This takeover occurs through explicit corruption or more subtly via the manipulation of state governance processes masquerading as democratic activities.
Democracy, in such contexts, devolves into mere performance, with elections and public decision-making reduced to tools for legitimizing the dominance of FIGs. Public opinion becomes a manipulable resource, and the purported "choices" of citizens are engineered to validate the existing inequitable distribution of wealth. Politics, therefore, serves as the soft power arm, effectively convincing the populace that socioeconomic injustice is, paradoxically, their voluntary choice.

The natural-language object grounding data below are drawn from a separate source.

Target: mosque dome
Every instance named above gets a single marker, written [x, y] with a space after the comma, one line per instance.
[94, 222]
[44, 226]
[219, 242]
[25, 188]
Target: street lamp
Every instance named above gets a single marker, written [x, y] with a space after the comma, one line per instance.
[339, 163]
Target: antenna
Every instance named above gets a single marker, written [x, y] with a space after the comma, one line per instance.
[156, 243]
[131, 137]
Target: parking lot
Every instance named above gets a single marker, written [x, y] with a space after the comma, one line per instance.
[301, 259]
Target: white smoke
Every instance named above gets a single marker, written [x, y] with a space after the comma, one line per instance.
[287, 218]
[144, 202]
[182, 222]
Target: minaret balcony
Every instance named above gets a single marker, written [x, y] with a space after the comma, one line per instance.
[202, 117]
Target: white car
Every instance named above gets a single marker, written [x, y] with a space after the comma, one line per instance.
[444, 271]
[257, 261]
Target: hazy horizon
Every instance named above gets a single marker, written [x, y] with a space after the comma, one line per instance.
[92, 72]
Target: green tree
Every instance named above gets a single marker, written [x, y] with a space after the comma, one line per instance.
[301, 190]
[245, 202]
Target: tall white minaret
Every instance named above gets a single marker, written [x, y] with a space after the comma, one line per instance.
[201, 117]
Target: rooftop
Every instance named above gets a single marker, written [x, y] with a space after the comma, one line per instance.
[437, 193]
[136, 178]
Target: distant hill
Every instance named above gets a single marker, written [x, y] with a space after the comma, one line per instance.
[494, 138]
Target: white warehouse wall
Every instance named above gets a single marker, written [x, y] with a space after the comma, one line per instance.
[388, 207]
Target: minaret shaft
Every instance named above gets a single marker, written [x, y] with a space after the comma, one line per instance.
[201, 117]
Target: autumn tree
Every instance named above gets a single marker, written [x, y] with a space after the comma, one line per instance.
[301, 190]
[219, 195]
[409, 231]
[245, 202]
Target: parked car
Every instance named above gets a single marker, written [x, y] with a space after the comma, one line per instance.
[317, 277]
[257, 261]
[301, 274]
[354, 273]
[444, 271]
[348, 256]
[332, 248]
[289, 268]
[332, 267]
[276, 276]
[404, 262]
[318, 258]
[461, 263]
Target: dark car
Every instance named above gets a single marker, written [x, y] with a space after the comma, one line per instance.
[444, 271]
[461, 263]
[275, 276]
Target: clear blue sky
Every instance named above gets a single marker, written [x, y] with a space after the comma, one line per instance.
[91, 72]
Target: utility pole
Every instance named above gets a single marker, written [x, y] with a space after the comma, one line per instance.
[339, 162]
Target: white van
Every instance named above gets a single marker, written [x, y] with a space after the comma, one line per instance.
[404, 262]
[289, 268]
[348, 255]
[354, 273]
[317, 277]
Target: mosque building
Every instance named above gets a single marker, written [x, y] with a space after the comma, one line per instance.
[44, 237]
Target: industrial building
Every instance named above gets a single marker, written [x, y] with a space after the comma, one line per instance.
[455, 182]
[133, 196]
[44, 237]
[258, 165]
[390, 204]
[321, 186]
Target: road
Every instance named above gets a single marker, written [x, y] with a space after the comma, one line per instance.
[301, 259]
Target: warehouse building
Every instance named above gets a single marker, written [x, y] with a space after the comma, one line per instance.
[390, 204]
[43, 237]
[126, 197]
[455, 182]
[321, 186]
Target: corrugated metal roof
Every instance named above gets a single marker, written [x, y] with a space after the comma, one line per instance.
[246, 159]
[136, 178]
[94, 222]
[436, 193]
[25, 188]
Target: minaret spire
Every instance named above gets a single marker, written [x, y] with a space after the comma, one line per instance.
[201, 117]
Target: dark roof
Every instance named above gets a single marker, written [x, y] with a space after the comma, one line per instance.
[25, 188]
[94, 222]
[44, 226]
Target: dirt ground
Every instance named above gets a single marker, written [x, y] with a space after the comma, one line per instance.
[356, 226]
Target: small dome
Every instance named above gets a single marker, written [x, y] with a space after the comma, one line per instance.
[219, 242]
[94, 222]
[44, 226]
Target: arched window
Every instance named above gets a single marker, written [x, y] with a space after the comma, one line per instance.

This dynamic transforms public officials and civil servants into integral parts of a corrupt system, whose sole purpose is funneling state budgets into the pockets of FIGs. The operational model for this "state-managed business" is clear—massive, ineffective expenditure on infrastructure and social modernization projects. On the surface, these initiatives appear beneficial and socially progressive; in reality, they function as channels through which public resources flow directly into private hands.
The irony is stark: the more the state spends, the more profitable it becomes for financial-industrial groups. Increased state expenditures translate directly into increased revenues for oligarchic structures. Consequently, the genuine objective of FIGs is not the advancement of societal welfare or the boosting of consumer demand, but precisely the opposite. Their profits depend on maintaining low personal incomes and high taxes, ensuring sustained dependency on extensive state spending.
In effect, the modern state is no longer an independent manager of national resources but rather an intermediary in the systematic transfer of societal wealth to financial-industrial groups. Infrastructure, roads, healthcare, and social initiatives—all are interconnected mechanisms designed primarily to enhance FIG profitability.
Thus, in the "economy of losses," consumer prosperity and citizen well-being are not priorities. Indeed, increased living standards are unnecessary, even undesirable, within this framework. The FIGs thrive most when societal conditions are characterized by lower quality of life and inflated public expenditure—conditions deliberately maintained to optimize their profits at the expense of public good.